At least two health care professionals said UHC’s use of AI was an industrywide practice in the pursuit of more profits. “I have no doubt other insurance companies are using AI to find new ways to deny claims. The reality is that insurance companies deny things to see if anyone appeals,” Daniel Lynch, CEO of Medical Bill Gurus, said in an interview. “And a lot of denied claims are due to easily solved errors. That is the reality of health care in 2024-25.”
Democrats on the U.S. Senate Permanent Subcommittee on Investigations released a report in October claiming UnitedHealthcare’s prior authorization denial rate for post-acute care jumped to 22.7% in 2022 from 10.9% in 2020. UnitedHealthcare said the report “mischaracterizes the Medicare Advantage program and our clinical practices, while ignoring CMS (Centers for Medicare & Medicaid Services) criteria demanding greater scrutiny around post-acute care.”

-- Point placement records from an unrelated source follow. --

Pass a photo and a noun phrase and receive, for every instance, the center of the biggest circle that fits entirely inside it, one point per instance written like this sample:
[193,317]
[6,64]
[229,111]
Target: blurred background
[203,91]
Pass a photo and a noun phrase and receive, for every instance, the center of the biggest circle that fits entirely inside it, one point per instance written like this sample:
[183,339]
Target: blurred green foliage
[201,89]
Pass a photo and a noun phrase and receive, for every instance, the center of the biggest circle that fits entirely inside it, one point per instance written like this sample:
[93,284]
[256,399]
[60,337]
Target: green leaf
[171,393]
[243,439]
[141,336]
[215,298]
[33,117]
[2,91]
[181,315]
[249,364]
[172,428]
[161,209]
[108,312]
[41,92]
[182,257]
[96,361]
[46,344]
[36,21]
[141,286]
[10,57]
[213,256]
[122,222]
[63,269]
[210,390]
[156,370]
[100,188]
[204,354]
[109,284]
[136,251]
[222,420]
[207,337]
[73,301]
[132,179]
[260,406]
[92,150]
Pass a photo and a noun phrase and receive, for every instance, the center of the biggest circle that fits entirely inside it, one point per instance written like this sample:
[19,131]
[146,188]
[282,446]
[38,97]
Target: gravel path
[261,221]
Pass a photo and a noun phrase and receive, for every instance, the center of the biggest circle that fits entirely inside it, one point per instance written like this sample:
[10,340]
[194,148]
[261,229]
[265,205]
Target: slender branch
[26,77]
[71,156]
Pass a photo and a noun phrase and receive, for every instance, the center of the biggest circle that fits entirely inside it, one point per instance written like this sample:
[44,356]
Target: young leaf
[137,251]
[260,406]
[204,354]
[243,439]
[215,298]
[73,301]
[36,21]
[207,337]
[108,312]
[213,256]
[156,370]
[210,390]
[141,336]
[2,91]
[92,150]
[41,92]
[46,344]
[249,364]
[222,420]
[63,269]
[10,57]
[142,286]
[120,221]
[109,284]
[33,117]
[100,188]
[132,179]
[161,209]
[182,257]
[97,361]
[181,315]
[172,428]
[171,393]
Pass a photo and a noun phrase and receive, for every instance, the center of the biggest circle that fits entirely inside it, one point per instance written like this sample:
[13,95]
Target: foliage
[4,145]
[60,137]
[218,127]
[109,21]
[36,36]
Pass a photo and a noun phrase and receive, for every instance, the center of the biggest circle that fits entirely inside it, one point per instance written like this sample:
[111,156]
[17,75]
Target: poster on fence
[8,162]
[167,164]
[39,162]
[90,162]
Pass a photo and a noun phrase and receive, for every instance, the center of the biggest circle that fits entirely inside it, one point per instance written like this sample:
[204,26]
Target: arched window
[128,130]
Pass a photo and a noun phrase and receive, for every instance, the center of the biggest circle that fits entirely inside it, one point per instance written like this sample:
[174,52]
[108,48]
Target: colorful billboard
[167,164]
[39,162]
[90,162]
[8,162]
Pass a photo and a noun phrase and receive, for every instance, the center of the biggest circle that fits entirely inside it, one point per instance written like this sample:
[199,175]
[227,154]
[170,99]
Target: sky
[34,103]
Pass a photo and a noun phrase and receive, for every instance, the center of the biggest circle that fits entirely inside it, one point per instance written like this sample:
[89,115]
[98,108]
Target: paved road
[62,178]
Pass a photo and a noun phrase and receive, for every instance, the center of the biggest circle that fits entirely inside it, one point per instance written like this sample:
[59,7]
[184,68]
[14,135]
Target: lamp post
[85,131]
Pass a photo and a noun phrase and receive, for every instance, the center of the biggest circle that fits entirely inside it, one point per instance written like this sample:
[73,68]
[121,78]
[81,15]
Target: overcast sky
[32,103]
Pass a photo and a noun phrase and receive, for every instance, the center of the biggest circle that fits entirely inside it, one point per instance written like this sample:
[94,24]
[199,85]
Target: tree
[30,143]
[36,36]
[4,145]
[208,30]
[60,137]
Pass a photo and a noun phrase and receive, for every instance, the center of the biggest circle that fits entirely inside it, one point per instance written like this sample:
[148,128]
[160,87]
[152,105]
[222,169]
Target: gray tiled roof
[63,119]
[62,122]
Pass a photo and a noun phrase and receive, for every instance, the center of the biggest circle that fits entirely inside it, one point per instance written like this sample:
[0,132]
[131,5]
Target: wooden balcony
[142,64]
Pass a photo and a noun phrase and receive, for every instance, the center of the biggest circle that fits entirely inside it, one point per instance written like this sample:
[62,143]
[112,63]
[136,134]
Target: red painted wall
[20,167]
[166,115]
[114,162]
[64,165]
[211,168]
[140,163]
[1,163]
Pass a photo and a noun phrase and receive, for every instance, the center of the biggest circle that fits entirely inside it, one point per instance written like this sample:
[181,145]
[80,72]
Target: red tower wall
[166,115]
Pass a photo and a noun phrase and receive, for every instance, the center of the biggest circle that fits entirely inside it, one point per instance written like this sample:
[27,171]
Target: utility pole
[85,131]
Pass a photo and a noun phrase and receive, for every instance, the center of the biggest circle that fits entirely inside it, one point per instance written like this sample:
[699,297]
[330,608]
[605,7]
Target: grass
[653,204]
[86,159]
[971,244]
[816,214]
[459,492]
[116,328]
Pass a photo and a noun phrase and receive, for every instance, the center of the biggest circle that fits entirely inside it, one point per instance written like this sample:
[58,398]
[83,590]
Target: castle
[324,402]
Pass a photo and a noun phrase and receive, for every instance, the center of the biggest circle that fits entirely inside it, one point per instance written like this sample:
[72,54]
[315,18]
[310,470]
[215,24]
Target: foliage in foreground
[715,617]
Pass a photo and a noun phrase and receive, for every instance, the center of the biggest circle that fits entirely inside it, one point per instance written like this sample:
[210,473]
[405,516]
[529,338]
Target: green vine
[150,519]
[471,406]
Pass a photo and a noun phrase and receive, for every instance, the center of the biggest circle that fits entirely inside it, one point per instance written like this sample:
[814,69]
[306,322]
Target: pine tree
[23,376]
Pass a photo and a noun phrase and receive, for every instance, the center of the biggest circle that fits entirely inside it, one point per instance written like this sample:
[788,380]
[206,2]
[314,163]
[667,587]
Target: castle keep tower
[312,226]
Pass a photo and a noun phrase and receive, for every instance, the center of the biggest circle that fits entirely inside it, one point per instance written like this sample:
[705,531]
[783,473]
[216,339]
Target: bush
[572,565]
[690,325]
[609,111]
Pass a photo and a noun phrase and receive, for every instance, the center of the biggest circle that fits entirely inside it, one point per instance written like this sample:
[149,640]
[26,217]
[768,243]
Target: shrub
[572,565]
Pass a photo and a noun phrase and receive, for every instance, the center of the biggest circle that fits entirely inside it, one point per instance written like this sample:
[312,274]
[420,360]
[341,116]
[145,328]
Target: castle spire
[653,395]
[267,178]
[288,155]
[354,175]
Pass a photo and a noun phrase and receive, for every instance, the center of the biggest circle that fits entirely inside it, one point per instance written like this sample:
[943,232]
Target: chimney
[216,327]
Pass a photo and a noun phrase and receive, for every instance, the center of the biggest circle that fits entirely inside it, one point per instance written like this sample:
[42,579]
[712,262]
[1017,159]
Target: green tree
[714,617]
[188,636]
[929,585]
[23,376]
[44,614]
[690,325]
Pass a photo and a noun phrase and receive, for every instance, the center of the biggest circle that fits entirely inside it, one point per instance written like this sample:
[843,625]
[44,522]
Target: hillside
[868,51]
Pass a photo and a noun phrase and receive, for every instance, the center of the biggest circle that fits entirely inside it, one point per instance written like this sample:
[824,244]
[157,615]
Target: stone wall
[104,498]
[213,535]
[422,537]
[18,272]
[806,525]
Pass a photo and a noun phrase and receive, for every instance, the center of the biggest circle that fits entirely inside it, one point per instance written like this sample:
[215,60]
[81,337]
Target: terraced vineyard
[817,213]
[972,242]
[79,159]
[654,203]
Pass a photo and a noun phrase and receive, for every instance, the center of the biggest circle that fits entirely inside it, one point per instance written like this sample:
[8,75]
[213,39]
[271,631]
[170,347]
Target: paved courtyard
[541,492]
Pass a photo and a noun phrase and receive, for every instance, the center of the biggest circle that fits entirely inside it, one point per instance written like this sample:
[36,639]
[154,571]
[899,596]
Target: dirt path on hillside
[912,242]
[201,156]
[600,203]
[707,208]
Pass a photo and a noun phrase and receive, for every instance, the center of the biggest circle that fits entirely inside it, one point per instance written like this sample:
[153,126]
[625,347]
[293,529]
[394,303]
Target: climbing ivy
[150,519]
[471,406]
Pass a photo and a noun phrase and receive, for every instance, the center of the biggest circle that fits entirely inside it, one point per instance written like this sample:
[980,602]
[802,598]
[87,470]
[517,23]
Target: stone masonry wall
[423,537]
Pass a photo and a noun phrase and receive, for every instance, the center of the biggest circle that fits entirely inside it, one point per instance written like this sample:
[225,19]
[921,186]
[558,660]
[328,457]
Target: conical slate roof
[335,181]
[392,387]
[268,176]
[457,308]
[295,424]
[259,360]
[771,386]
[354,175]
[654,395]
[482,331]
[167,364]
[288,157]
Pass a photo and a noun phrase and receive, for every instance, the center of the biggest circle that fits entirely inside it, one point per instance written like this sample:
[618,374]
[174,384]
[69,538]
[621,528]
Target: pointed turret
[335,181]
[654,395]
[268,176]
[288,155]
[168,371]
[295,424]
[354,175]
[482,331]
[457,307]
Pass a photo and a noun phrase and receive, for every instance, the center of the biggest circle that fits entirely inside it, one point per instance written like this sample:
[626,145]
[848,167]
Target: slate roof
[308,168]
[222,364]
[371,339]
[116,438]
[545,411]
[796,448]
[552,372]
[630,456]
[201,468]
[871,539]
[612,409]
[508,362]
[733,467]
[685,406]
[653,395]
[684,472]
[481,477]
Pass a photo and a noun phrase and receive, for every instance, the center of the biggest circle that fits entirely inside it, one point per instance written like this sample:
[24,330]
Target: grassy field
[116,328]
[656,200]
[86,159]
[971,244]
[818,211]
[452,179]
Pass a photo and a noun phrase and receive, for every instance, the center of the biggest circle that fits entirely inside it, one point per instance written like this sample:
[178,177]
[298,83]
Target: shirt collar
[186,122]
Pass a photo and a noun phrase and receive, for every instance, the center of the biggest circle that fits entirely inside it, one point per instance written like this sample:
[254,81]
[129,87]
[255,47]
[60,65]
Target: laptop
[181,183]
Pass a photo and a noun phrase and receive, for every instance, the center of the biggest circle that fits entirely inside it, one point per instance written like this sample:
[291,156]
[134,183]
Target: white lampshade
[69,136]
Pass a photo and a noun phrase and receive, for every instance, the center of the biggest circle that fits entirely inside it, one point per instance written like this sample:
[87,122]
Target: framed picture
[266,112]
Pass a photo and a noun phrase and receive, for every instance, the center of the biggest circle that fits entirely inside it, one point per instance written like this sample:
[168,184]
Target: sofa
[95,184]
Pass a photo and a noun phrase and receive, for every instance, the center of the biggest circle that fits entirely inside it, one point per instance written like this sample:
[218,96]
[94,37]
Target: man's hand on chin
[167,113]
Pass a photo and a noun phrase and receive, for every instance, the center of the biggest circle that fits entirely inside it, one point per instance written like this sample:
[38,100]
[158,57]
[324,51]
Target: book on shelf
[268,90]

Health care professionals believe the issue with AI can be resolved through policy choice and possibly will, as fallout from the lawsuit and Thompson’s death. But in the interim, the ethical use of AI may prove to be more than just an issue for health care executives.
Fearful about personal safety, some Silicon Valley leaders — many of whom have ambitious AI plans — are turning their homes into fortresses and beefing up security details with drones, facial recognition and high-tech sensors. In recent days, Amazon.com Inc. and Blackrock have job listings for vice president of executive protection.